Algebraic Detection of Tube Rupture via a Cubic Discriminant Criterion

Abstract

We investigate the rupture of invariant tubes in a class of nonautonomous dynamical systems arising from time-dependent Ermakov-type equations. Starting from an exactly tube-integrable reference system, we analyze a time-dependent invariant obtained from a positivity-preserving second-order perturbative construction, which provides a near-integrable geometric description of the dynamics. While this approximation does not preserve exact invariance, its algebraic structure remains sufficiently robust to allow a precise characterization of tube opening and loss of confinement.

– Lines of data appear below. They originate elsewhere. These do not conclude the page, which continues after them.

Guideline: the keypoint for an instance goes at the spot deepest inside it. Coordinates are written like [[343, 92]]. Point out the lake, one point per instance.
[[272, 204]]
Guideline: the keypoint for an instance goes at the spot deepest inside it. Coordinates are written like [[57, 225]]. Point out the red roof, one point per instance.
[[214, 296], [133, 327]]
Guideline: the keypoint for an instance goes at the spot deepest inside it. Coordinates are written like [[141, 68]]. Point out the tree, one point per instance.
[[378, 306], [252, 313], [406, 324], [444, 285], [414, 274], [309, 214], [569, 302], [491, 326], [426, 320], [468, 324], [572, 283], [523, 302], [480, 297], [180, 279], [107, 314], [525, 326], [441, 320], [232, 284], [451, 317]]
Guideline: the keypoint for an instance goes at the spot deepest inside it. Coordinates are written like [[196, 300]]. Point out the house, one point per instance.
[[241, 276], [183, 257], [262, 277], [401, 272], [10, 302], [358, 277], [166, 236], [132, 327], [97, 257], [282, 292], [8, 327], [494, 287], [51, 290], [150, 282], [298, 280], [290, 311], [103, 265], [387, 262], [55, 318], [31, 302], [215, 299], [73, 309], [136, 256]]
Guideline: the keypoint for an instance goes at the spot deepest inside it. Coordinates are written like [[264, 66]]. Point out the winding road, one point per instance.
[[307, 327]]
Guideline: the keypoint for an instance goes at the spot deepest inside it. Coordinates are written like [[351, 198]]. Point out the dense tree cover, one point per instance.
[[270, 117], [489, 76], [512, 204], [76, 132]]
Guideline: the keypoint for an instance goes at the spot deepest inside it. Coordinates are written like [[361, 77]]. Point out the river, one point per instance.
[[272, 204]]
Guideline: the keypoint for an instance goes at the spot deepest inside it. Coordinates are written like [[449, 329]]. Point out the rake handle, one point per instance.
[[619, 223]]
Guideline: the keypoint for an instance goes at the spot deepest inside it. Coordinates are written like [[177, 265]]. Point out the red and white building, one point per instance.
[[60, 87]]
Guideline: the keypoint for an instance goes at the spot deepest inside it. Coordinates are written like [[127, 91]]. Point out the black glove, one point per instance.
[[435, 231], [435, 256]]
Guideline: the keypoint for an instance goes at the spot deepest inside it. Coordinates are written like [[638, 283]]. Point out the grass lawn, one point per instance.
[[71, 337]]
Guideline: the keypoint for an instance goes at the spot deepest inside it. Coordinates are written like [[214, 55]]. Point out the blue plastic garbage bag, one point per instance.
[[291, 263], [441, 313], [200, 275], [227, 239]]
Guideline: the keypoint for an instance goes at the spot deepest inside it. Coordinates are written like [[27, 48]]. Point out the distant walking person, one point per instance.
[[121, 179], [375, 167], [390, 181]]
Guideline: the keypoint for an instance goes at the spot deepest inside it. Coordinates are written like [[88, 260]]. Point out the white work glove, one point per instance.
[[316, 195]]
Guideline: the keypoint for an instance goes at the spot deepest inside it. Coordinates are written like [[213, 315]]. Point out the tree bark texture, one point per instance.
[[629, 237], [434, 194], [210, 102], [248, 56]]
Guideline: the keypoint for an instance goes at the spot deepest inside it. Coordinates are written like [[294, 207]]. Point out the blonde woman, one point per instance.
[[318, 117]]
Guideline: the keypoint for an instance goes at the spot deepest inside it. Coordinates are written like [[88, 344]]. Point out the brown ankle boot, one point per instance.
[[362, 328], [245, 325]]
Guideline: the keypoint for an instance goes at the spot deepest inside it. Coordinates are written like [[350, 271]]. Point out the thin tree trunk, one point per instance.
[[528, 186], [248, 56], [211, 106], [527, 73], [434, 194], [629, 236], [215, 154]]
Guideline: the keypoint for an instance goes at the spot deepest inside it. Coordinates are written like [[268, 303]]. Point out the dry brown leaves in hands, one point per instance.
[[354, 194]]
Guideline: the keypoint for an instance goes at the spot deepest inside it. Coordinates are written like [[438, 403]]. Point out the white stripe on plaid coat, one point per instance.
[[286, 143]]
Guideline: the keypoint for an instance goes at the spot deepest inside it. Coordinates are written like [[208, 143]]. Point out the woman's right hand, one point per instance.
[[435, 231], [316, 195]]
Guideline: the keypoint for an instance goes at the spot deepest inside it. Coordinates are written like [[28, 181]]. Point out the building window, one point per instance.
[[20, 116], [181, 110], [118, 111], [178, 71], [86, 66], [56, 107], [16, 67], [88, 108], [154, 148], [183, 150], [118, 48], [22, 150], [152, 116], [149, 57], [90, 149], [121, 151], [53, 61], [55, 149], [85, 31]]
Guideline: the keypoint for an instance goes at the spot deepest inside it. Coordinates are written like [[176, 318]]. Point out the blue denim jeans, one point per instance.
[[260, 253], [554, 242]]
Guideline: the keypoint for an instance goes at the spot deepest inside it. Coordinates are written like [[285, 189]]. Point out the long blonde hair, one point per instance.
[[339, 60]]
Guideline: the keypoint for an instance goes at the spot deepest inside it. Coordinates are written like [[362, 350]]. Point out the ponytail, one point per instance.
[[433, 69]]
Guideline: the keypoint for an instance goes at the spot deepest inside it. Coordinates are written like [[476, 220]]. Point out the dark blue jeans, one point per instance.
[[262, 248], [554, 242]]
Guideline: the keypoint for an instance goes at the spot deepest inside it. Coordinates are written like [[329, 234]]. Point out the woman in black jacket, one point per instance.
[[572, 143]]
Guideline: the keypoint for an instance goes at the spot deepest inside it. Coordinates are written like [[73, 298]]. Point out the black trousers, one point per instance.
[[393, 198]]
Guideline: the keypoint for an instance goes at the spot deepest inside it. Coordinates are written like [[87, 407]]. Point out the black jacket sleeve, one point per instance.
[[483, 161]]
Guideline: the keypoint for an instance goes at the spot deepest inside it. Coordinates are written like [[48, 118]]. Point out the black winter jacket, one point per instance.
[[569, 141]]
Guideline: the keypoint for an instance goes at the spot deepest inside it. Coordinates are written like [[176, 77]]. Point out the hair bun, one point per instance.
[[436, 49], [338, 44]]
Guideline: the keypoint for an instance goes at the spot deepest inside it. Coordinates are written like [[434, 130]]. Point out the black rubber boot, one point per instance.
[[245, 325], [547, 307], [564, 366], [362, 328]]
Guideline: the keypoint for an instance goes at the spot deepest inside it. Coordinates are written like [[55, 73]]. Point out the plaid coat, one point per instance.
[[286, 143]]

For fixed time, the discriminant of the approximate invariant with respect to the momentum variable defines a cubic polynomial in the configuration variable. We show that the invariant tube admits an unbounded bridge if and only if the associated cubic possesses exactly one real root. This yields a purely algebraic rupture criterion based on the cubic discriminant and reduces the full geometric problem to the evaluation of a single scalar function of time. Applying this criterion reveals a sequence of isolated bridge windows whose temporal organization undergoes a transition from one opening per 2*pi cycle to two openings per cycle, corresponding to a period-halving in time. These windows can be represented compactly by a one-dimensional box-plot visualization, which faithfully captures the underlying geometry and highlights the progressive densification and widening of escape-enabling intervals. The results demonstrate that algebraic diagnostics derived from time-dependent invariants can retain sharp predictive power for rupture phenomena even when exact tube integrability is weakly perturbed.